I got a real sense of home-longing in your descriptions.

I’m glad! I love my city. Val-de-mer is a sort of magical, improved version of it. I would live there, for sure!

There’s a lot of joy built into certain descriptions/actions in the story, especially when it comes to food or other indicators of home/comfort. Is baking/cooking something you like to do personally? If not, are there other pastimes that have made their imprint on your work?

I love baking. It’s worth noting that I started after writing my first Baker Thief draft, but I sure haven’t been able to stop since. It’s an incredibly simple process, yet the slightest change in it has huge impact on your final bread, so it’s also incredibly hard to master. I have a lot of great memories of comfort around bread from my grandfather’s, but also in general with food and family. It shows in Adèle most of all, and everything that surrounds the Duclos family and their tourtière.

Do you think there will be any other stories set in the same universe?

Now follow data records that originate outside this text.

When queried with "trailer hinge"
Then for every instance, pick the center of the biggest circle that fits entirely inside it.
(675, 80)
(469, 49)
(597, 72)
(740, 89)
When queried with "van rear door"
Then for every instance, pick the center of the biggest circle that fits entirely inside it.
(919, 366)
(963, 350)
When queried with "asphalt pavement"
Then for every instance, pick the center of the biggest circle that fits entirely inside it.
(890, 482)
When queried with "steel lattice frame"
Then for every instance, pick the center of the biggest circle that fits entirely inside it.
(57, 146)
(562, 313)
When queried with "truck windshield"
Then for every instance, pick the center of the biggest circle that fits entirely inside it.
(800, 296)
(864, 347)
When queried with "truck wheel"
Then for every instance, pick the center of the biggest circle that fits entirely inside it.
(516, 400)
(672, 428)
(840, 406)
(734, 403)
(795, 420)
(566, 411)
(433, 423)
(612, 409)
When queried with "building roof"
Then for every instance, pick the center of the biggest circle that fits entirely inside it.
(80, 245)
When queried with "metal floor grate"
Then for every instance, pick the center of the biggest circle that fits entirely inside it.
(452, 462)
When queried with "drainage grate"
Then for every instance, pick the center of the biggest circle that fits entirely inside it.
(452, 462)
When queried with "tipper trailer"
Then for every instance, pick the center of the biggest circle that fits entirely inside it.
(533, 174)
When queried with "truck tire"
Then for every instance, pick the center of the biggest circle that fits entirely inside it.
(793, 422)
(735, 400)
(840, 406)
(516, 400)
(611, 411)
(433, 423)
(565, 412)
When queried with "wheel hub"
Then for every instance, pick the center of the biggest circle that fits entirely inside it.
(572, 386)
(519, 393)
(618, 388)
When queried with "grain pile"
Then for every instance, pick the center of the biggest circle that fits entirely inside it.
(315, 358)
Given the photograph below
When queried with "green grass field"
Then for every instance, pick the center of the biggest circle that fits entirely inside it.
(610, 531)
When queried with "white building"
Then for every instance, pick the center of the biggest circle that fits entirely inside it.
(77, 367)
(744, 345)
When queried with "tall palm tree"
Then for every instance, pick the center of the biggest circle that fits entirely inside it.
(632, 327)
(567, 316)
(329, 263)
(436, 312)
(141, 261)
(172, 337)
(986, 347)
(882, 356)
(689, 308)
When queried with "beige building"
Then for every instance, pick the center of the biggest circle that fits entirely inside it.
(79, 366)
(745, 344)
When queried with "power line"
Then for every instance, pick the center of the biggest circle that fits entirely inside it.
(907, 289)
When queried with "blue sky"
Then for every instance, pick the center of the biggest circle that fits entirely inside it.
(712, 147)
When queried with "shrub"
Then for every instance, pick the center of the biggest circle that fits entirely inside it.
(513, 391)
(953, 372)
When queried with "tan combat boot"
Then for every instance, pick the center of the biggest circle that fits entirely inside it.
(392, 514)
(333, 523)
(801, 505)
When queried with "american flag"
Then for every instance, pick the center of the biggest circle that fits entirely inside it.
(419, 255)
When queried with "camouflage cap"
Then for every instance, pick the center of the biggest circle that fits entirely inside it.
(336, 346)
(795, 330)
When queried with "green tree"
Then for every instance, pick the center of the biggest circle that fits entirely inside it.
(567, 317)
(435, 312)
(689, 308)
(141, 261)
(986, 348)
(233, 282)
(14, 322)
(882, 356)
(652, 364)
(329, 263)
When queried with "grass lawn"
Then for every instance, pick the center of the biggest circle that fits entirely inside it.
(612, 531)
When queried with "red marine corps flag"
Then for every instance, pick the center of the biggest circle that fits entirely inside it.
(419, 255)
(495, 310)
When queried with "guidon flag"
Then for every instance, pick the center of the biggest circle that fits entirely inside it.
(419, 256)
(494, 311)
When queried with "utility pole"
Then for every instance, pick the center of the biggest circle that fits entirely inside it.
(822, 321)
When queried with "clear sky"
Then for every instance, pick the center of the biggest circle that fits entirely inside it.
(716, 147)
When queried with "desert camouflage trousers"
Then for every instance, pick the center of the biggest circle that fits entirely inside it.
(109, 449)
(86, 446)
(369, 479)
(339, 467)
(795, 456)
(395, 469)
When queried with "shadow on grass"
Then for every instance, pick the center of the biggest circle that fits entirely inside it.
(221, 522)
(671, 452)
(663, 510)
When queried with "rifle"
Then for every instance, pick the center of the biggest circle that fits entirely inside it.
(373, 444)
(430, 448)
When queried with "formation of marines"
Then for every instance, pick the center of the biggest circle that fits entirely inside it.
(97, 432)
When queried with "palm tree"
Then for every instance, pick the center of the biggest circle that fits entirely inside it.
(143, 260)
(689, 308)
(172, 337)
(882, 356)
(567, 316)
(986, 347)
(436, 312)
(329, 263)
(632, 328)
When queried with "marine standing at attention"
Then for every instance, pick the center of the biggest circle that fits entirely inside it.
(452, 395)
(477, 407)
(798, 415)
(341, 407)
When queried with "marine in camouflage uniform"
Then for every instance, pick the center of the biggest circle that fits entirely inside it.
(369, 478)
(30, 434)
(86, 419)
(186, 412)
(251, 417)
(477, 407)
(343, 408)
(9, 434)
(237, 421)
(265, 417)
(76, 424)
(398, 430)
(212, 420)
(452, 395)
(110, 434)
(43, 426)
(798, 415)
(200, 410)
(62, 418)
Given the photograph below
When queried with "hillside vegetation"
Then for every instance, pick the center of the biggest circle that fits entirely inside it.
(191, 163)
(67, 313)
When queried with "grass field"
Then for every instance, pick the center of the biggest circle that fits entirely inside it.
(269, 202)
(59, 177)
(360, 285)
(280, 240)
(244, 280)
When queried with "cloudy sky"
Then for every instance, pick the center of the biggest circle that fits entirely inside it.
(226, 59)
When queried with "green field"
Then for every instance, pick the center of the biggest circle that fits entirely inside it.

Absolutely. I have the big lines of Baker Thief 2 planned already, and couldn’t resist writing 900 words of it. The next story will focus on Emmanuelle and Livia, friendship, science and magic. I love this universe and can’t see myself setting it aside anytime soon, but I do have a few other WIPs I want to finish before I seriously dive back into it. So, one day, yes, but it’s hard to know exactly when. In the meantime, though, there’s my Patreon where patrons get to vote on which short fiction they want to read, and Baker Thief is in the options on a regular basis.